3. Don’t bury the Pac-12 yet
We’re only in year three of the College Football Playoff, but one of the more predictable themes of the preseason CFP chatter is exclusion—namely, which Power Five league will get left on the outside looking in? In 2016, the Pac-12 earned that distinction from a large portion of the national college football punditry. A combination of a brutal scheduling arrangement and a dearth of so-called elite squads seemingly placed the West Coast-based league in a vulnerable position. A series of high-profile non-conference flops from Oklahoma, TCU and Oklahoma State has seemingly shifted the onus to the Big 12, but it remains true that the Pac-12 faces a difficult path to placing a team in the final four—particularly in light of AAC darling Houston’s wins over the Sooners and Cincinnati. At the risk of writing off Washington, now 3–0 after destroying Portland State on Saturday, Stanford looks like the league’s best candidate. And through two games, the Cardinal definitely have the look of a CFP-caliber squad.
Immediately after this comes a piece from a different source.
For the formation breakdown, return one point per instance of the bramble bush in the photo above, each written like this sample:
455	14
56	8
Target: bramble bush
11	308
There’s McCaffrey, a supernova with no rival in his combination of versatility and explosiveness; a serviceable quarterback to complement him in veteran Ryan Burns; and a stout defense with playmakers on all three levels. The Cardinal have played only two games, but watching them methodically pound the Trojans in Palo Alto, it was hard not to think that they’ll be in the mix come selection Sunday. Is it too soon to start thinking about the playoff? Probably. But given the carnage incurred at the upper reaches of other leagues to date—including, but not limited to, the Big 12 (here’s to you, LSU and Florida State)—Stanford’s comfortable submission of two Power Five opponents, one a popular preseason pick to win the Pac-12 South, cannot be ignored. The Cardinal will be tested from now until Thanksgiving, including bouts against the Huskies, Washington State, Notre Dame and Oregon. But this is encouraging stuff. Stanford’s rolling.